Auch dafür, dass dem Fremden im Falle einer Rückkehr nach Marokko die notdürftigste Lebensgrundlage entzogen und die Schwelle des Artikel 3, EMRK überschritten wäre (zur "Schwelle" des Artikel 3, EMRK vergleiche VwGH 16.07.2003, Zl. 2003/01/0059), gibt es im vorliegenden Fall keinen Anhaltspunkt, zumal der Fremde jung, gesund und daher erwerbsfähig ist. Es ist daher kein Grund ersichtlich, warum der Fremde seinen Lebensunterhalt nach seiner Rückkehr nicht bestreiten können sollte, zumal er dort auch über familiäre Anknüpfungspunkte verfügt. Außerdem besteht ganz allgemein in Marokko derzeit keine solche extreme Gefährdungslage, dass gleichsam jeder, der dorthin zurückkehrt, einer Gefährdung iSd Artikel 2 und 3 EMRK oder der Protokolle Nr. 6 oder Nr. 13 zur EMRK ausgesetzt wäre.
Zudem gilt Marokko gemäß Paragraph eins, Ziffer 9, der Herkunftsstaaten-Verordnung als sicherer Herkunftsstaat.
Im Verfahren vor dem Bundesverwaltungsgericht sind auch keine Umstände bekannt geworden, die nahelegen würden, dass bezogen auf den Fremden ein "reales Risiko" einer gegen Artikel 2, oder 3 EMRK verstoßenden Behandlung bzw. der Todesstrafe besteht.
Der Fremde führt in Österreich kein iSd Artikel 8, EMRK geschütztes Familienleben und verfügt in Österreich über keine privaten Anknüpfungspunkte. Sein Privatleben in Österreich weist bereits aufgrund der Kürze seines Aufenthalts in Österreich keine besondere Schutzwürdigkeit auf.
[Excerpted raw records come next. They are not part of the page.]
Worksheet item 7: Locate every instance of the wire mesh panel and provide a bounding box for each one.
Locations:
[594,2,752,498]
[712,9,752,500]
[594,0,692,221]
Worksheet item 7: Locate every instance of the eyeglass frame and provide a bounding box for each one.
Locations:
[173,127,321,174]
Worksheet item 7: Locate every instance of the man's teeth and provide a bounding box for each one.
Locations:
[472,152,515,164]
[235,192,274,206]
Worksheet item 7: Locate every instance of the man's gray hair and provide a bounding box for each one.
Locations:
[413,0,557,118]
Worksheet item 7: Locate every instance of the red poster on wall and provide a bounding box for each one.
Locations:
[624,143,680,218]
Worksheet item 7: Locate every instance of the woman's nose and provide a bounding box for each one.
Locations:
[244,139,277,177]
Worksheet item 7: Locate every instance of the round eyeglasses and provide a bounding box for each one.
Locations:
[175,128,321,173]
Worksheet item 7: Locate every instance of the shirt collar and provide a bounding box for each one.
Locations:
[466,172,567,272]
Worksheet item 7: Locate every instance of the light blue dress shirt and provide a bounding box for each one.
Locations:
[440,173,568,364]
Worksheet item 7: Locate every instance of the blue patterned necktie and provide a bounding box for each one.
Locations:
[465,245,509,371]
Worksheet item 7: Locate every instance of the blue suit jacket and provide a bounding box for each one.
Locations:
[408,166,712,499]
Eine Abschiebung des Fremden bedeutet demnach keine reale Gefahr einer Verletzung von Artikel 8, EMRK.
Somit sind die Voraussetzungen des Paragraph 12 a, Absatz 2, AsylG 2005 gegeben, sodass die Aufhebung des faktischen Abschiebeschutzes rechtmäßig ist. Da Paragraph 22, Absatz 10, AsylG 2005 dies ausdrücklich vorsieht, war die vorliegende Entscheidung nicht mit Erkenntnis, sondern mit Beschluss zu treffen.
4. Gemäß Paragraph 22, Absatz eins, zweiter Satz BFA-VG war ohne Durchführung einer mündlichen Verhandlung zu entscheiden.
Zu B) Unzulässigkeit der Revision:
Gemäß Paragraph 25 a, Absatz eins, VwGG hat das Verwaltungsgericht im Spruch seines Erkenntnisses oder Beschlusses auszusprechen, ob die Revision gemäß Artikel 133, Absatz 4, B-VG zulässig ist. Der Ausspruch ist kurz zu begründen.
Die Revision ist gemäß Artikel 133, Absatz 4, B-VG nicht zulässig, weil die Entscheidung nicht von der Lösung einer Rechtsfrage abhängt, der grundsätzliche Bedeutung zukommt. Weder weicht die gegenständliche Entscheidung von der bisherigen Rechtsprechung des Verwaltungsgerichtshofes ab, noch fehlt es an einer Rechtsprechung; weiters ist die vorliegende Rechtsprechung des Verwaltungsgerichtshofes auch nicht als uneinheitlich zu beurteilen. Auch liegen keine sonstigen Hinweise auf eine grundsätzliche Bedeutung der zu lösenden Rechtsfrage vor.